This piece was written during the 2023 WGA and SAG-AFTRA strikes. Without the labor of the writers and actors currently on strike, films like PSYCHOSIS being covered here wouldn’t exist.
Establishing the tone of the film, PSYCHOSIS begins with a black screen and whispered voices giving demands and insults. Now these are not the soothing ASMR whispers, but the kind that makes you feel like there are too many people living in your head. And the head in question belongs to Cliff Van Arle (Derryn Amoroso) who hears these voices all day, every day.
The lead character of this bizarre movie suffers from paracusia, which means he suffers from auditory hallucinations. Coming all the way from Australia to play at Popcorn Frights Film Festival, Pirie Martin’s debut feature film PSYCHOSIS follows Cliff (and his voices) as he deals with rival drug gangs, zombies, hypnosis, and of course, the ever-present voices.

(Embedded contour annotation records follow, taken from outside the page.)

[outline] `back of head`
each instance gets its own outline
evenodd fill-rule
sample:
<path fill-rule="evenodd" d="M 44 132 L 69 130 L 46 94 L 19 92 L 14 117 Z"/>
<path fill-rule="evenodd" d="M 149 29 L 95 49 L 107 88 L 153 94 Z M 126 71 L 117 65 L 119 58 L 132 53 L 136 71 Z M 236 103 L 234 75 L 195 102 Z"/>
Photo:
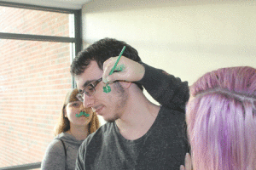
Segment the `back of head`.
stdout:
<path fill-rule="evenodd" d="M 111 57 L 118 56 L 124 46 L 126 48 L 123 56 L 137 62 L 141 61 L 137 51 L 131 45 L 116 39 L 104 38 L 94 42 L 78 54 L 71 65 L 71 74 L 73 76 L 79 76 L 91 60 L 96 61 L 99 68 L 102 70 L 104 61 Z"/>
<path fill-rule="evenodd" d="M 208 72 L 190 95 L 186 122 L 194 169 L 256 169 L 256 69 Z"/>

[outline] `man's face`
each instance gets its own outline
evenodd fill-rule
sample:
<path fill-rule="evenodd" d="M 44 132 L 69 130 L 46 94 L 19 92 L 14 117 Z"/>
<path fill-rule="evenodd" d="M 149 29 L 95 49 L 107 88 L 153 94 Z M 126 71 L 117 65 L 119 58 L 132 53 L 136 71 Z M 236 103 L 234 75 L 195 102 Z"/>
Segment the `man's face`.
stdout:
<path fill-rule="evenodd" d="M 78 88 L 83 90 L 85 86 L 98 80 L 102 76 L 102 71 L 96 61 L 90 61 L 86 70 L 76 76 Z M 122 116 L 125 111 L 127 94 L 119 82 L 109 84 L 111 92 L 103 92 L 104 84 L 100 82 L 95 88 L 96 92 L 92 96 L 84 94 L 84 106 L 92 107 L 96 114 L 102 116 L 105 121 L 113 122 Z"/>

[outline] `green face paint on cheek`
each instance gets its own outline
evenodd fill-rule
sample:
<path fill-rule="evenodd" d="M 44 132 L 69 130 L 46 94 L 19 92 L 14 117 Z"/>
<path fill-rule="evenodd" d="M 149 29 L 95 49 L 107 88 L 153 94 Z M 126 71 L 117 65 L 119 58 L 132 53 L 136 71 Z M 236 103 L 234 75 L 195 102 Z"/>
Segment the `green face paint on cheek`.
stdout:
<path fill-rule="evenodd" d="M 76 117 L 79 117 L 79 116 L 90 116 L 90 114 L 87 114 L 87 113 L 85 113 L 84 111 L 81 111 L 81 112 L 79 113 L 79 114 L 76 114 Z"/>
<path fill-rule="evenodd" d="M 115 71 L 123 71 L 123 70 L 125 68 L 125 65 L 118 65 L 116 68 L 115 68 Z"/>
<path fill-rule="evenodd" d="M 105 92 L 106 94 L 108 94 L 109 92 L 111 92 L 111 88 L 108 84 L 107 84 L 105 87 L 103 87 L 103 92 Z"/>

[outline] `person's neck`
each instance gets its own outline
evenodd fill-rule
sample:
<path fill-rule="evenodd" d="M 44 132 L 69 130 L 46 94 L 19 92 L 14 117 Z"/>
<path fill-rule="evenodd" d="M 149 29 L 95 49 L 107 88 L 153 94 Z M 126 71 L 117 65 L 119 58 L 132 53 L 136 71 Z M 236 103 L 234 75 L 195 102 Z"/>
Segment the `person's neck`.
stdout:
<path fill-rule="evenodd" d="M 140 91 L 130 93 L 127 102 L 125 110 L 115 122 L 124 138 L 134 140 L 148 131 L 155 121 L 160 106 L 150 102 Z"/>
<path fill-rule="evenodd" d="M 68 133 L 73 136 L 77 140 L 84 140 L 89 135 L 88 126 L 70 126 Z"/>

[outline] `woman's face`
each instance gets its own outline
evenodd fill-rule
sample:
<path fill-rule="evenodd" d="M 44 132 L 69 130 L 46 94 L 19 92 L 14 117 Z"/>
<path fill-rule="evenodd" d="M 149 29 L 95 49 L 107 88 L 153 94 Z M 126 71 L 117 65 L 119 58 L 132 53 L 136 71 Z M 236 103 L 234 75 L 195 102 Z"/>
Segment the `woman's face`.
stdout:
<path fill-rule="evenodd" d="M 76 116 L 76 114 L 79 115 L 81 111 L 84 111 L 89 114 L 89 116 L 81 116 L 79 117 Z M 81 101 L 73 101 L 67 105 L 65 116 L 67 116 L 70 124 L 76 126 L 86 126 L 88 125 L 92 118 L 91 109 L 85 109 L 83 106 Z"/>

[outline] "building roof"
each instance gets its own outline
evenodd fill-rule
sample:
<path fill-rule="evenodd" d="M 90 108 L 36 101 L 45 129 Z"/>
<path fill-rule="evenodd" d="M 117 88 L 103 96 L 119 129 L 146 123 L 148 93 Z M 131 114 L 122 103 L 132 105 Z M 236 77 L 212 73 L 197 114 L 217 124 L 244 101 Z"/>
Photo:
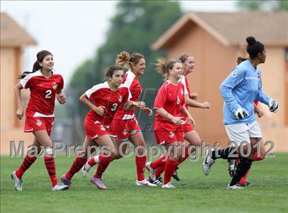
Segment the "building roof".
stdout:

Cliff cleans up crime scenes for the people who committed the crime (think Harvey Keitel in Pulp Fiction). His most recent case involves two drug dealers, a decapitated body, and lots of blood. Cliff intends to clean the room, but also fix the situation for the dim-witted dealers. Following the trail of blood and self-medicating with a large amount of coffee, Cliff uncovers a new hallucinogenic drug ring with the allusive Joubini (James McClusky-Garcia) at the center.
Pressured by his comatose sister’s medical bills, Cliff chooses to embroil himself in this dangerous drug-manufacturing case. Soon, the story takes such a surreal turn you will wonder if Cliff’s psychosis is contagious or if you got a contact high from all the psychoactive drugs. The highly stylized film uses black and white footage and paired with the oddness of the plot, many viewers will assume David Lynch’s Eraserhead or David Aronofsky’s Pi heavily influenced Martin.
Amoroso plays in a horrifying film noir that combines gore and detective skills as he shows the intricacies of his character. Typical of most detective stories, the leading man possesses an impeccable attention to detail, and while the character does get portrayed as the traditional uptight impersonable loner, Amoroso adds a certain level of endearment and charm to the character.
It is unclear how many voices live within his head because only one seems to take on specific characteristics or roles, and that is the narrator’s voice that delves out exposition for us. And while the inclusion of Cliff’s symptoms creates an interesting character, the voices sometimes become a distraction from the dialogue or the action. The voices are quiet and without subtitles or headphones it will be difficult to understand and if you watch the film in a crowded movie theatre, it might feel like some of the patrons are talking during the movie.
Martin takes a really interesting approach to mental disabilities because so often psychosis becomes heavily associated with violence. Films like Split and The Visit vilify mental illness (check yourself, Shyamalan!) claiming the symptom causes people to murder. Or another harmful trope used in films makes the ‘cure’ of the disorder the main focus of the plot and the movie cannot end until the person can ‘go back to normal.’ PSYCHOSIS avoids both of these tropes and lets Cliff exist with his disability yet he is not the villain but the hero. The voices obviously offer challenges for Cliff, but he chooses to view this mental disability as a positive and tries to use the constant bombardment of insight to his advantage.
Pirie Martin’s arthouse thriller PSYCHOSIS transports audiences on a captivating trip through the complex intricacies of mental impairment and a strange tale, creating a cinematic experience that lingers in the memory long after the credits have rolled. The movie’s main focus is a thought-provoking examination of mental disability, a topic that is rarely shown in movies with such sensitivity and honesty.
The director’s deft touch is evident in the portrayal of the protagonist, Cliff (superbly portrayed by Amoroso) who grapples with a mental disability that blurs the lines between sane and psychosis. And furthermore, Cliff’s inner world is well mirrored by the absurd scenario of the movie as viewers are taken into a dreamscape of shifting perspectives and fluid realities right from the opening scene.